You want AI on your phone. It’s faster, more secure, you can use it regardless of the availability of cell service or wi-fi, and perhaps just as importantly, you can look down in your hand at that five-inch device wrought from sand and silicon with the full knowledge that dozens, if not hundreds, of virtual machine brains are making decisions inside just for you.
Luckily, tech companies that develop the services you use every day, like Google and Facebook, also want this to happen, and have been developing AI that takes up less space and runs faster, which is optimal for mobile devices. That means whether it be predictive text or photo manipulation, it can happen faster by using your phone’s resources instead of their server space. Of course, smartphone makers also have an interest this, as AI technology like virtual personal assistants have become defining features between devices.
Last week, Facebook open-sourced a new version of its AI that understands language, FastText. To get it to work, Facebook had to break down language into smaller bits that machines could understand. The way we communicate, through words arranged into sentences, is inefficient and difficult for machines. Deep neural networks, excel at representing complex ideas by breaking them into pieces that relate to other ideas.
These are called vectors, long strings of numbers that enumerate how ideas exist in relation to one another. The words “cow” and “horse” are similar, because they’re often seen in the context of farms. But “cow” is related to milk more closely, and “horse” is related to the Kentucky Derby, so they’re placed a little farther apart.

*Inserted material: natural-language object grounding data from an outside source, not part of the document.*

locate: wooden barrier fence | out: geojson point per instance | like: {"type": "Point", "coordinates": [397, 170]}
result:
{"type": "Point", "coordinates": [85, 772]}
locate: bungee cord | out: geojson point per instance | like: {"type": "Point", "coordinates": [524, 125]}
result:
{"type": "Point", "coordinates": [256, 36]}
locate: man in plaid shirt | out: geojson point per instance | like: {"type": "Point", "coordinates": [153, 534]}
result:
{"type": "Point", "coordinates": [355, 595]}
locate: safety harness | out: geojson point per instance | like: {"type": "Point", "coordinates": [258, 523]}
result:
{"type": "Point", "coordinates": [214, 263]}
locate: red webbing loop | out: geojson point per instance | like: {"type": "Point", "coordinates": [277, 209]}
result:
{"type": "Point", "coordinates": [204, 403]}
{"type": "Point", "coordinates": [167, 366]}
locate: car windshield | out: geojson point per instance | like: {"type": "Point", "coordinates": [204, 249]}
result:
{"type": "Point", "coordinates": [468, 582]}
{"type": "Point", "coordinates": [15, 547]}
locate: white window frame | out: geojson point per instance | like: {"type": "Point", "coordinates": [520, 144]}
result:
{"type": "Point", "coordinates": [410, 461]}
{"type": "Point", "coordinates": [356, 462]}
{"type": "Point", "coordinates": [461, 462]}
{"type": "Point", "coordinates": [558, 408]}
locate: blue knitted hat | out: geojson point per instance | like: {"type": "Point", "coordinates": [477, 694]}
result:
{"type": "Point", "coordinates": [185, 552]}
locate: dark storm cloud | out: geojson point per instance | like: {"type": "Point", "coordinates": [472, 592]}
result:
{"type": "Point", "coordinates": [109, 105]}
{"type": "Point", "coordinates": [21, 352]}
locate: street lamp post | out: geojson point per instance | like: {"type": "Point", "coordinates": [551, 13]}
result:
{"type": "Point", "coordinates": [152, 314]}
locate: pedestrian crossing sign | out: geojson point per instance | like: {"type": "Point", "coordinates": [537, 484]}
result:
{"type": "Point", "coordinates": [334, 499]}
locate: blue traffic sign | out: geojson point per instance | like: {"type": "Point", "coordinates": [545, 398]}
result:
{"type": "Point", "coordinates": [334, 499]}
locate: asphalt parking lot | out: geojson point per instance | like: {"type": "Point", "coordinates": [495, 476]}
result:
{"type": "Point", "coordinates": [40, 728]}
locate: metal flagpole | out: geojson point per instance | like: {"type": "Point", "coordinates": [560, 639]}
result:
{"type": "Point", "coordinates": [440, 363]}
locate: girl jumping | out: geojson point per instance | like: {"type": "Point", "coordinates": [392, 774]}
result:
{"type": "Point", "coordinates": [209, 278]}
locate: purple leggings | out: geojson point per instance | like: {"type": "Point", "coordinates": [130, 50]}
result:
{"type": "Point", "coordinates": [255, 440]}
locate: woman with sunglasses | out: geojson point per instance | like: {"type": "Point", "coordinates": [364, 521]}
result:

Facebook took those relationships and simplified them. Instead of 10,000 connections between farm animals, Facebook needed just 50 meta-connections. While this seems drastic, the researchers told Quartz they were surprised at how well the network adapted to simplification. It allowed FastText to be scaled down from gigabytes to kilobytes—and suddenly it became entirely reasonable to run on a phone. That allowed things like searching through Facebook posts, suggesting hashtags, or even automatically moderating content, to take place on the device, rather than in the cloud, making all those functions faster, more secure, and able to be performed without an internet connection.
Facebook took a similar approach with style transfer, which uses AI to apply the aesthetics of one image to another. That was enabled by its deep learning software for mobile devices, called Caffe2Go, which was announced in November 2016.
Google has also been shipping smaller and smaller neural networks, including text features for its Smart Reply on smartwatches. By taking this technology and embedding it into messaging apps, the company says it can offer the features that AI allows without having to make personal messages visible to its servers.
Andrew Ng, former chief scientist at Baidu, noted the trend yesterday in a tweet:
The IoT devices that Ng is referring to, like smart home security cameras and doorbells, also benefit for the same security and functionality reasons. Making voice recognition take less compute power could mean Alexa answers a question faster, or a home security camera could detect intruders if the internet is out. Of course, there’s nothing saying that next week even better, stronger AI will be developed, only possible to run on enterprise servers.
At least until that’s reduced as well.